On savait depuis Lucchino Visconti que Venise n’était pas uniquement la ville des amoureux, et pouvait être aussi la ville nostalgique des amours contrariées. Laurence Vivares, pour son premier roman, exploite cette même veine avec « le vie a parfois un goût de ristretto ». L’histoire de Lucie, honteusement plaquée par son compagnon, qui se réfugie seule dans la ville de l’amour pour oublier son chagrin et exorciser une relation qui la possède encore.
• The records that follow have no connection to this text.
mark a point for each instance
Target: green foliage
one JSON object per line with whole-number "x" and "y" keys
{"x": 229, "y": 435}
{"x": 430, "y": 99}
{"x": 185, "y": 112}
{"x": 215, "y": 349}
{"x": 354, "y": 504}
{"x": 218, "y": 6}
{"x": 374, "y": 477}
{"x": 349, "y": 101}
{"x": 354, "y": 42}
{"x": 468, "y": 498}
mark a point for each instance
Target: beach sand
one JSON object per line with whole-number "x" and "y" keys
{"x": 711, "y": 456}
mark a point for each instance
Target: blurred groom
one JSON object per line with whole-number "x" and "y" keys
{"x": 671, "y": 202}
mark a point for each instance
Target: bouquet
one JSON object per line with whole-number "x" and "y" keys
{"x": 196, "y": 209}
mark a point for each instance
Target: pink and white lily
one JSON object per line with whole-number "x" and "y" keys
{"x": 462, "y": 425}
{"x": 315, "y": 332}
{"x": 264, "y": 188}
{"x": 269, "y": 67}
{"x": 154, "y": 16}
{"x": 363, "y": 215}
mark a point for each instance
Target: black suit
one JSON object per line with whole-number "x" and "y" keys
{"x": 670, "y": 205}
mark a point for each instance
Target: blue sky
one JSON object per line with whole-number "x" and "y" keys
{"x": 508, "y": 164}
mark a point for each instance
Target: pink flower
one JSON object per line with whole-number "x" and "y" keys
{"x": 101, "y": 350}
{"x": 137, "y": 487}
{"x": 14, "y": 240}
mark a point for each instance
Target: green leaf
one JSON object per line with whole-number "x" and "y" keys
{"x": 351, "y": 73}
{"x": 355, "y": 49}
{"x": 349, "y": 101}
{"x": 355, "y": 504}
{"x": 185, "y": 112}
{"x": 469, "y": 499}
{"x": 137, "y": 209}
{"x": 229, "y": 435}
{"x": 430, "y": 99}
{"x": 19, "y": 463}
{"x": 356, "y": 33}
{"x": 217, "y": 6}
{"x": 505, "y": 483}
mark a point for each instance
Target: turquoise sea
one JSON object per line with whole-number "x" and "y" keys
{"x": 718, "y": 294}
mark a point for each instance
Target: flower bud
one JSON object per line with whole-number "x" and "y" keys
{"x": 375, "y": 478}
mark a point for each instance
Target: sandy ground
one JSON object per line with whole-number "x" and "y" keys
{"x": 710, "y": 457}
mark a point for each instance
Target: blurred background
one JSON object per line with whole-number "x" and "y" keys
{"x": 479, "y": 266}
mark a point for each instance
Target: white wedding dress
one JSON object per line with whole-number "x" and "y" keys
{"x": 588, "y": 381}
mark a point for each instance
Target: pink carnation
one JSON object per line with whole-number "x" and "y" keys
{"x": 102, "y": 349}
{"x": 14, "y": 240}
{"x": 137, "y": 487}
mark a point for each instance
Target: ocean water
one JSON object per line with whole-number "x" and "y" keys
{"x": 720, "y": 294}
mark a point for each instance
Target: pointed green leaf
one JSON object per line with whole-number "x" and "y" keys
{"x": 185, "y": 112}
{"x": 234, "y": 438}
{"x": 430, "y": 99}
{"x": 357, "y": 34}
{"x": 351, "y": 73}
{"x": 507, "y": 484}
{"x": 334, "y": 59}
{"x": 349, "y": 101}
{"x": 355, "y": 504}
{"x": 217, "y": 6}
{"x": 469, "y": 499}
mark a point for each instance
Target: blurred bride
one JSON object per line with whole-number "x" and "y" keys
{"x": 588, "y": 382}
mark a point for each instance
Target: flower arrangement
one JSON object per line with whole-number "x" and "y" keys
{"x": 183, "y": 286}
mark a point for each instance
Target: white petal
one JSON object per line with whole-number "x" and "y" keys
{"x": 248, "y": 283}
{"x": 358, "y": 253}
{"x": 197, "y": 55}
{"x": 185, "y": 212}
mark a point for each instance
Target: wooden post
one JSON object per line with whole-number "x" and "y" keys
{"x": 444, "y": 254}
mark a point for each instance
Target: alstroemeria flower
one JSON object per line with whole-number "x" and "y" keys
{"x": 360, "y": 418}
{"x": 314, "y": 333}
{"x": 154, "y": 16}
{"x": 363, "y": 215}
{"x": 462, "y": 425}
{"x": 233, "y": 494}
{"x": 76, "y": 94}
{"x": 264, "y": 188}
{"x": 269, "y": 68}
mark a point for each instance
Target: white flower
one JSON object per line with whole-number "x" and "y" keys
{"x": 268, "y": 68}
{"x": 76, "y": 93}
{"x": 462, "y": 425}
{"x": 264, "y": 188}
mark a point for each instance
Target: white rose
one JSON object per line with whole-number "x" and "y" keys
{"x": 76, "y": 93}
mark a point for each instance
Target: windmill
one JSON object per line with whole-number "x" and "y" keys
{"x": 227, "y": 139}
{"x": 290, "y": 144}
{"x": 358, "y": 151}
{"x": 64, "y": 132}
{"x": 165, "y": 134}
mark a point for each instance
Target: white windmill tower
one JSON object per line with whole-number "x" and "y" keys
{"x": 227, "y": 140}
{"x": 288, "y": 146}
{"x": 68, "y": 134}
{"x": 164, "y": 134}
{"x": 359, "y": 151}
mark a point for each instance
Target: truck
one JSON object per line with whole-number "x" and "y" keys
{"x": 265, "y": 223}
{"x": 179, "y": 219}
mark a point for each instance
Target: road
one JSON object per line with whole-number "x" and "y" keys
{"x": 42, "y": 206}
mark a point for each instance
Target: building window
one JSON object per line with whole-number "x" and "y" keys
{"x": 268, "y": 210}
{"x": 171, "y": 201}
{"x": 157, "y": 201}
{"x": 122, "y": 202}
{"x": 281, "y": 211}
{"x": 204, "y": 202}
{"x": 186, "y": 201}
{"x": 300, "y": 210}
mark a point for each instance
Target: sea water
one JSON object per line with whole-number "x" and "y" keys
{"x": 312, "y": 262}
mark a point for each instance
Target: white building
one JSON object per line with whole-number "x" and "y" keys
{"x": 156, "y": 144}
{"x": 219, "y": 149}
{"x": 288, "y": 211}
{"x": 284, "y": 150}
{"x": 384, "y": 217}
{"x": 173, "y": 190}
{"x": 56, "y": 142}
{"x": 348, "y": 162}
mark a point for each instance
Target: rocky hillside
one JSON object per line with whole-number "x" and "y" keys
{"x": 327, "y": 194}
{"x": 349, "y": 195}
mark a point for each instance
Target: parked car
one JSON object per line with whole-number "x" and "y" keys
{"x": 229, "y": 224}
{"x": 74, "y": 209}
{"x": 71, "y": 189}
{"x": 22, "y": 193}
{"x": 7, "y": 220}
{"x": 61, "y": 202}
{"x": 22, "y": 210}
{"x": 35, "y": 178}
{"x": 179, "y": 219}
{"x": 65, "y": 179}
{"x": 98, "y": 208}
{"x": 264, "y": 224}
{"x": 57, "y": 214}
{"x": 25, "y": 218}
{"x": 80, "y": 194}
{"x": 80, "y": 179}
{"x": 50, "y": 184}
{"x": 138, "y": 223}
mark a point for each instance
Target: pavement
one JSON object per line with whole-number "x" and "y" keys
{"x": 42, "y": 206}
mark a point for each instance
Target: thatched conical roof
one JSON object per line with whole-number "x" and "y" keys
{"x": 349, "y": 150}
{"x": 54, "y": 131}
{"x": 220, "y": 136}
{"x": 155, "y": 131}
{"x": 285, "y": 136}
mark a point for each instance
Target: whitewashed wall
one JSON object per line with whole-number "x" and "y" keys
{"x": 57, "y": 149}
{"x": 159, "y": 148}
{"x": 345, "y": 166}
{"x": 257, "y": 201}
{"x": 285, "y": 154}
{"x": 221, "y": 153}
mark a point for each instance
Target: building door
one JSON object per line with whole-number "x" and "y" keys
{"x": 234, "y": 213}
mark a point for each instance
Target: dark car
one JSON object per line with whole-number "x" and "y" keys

Intimiste, ce livre l’est assurément. C’est surtout un exercice délicat où une femme s’abandonne à l’influence de Venise, tout en luttant contre un passé proche qui lui fait mal. Un roman très léger où il ne se passe pas grand chose, sinon le cheminement psychologique de l’héroïne. Une femme dynamique dont la boussole professionnelle est orientée vers le succès et la maîtrise de soi, mais qui est totalement perdue sur la carte du tendre. Elle s’investit dans sa vie amoureuse, mais n’est pas payée en retour. Avec le sentiment d’être sous dépendance du mâle dans ce qu’il a de plus égocentrique.
C’est cette crise psychologique qui offre le côté le plus intéressant du roman. Laurence Vivares décortique le spleen post-amoureux avec un vrai talent. On rentre dans la tête de cette femme, ses rêves, ses pensées de petite fille, son histoire, ses rapports à soi, à son corps et à ses proches. Sous une constellation de détails intimes, on comprend mieux les moteurs de cette femme.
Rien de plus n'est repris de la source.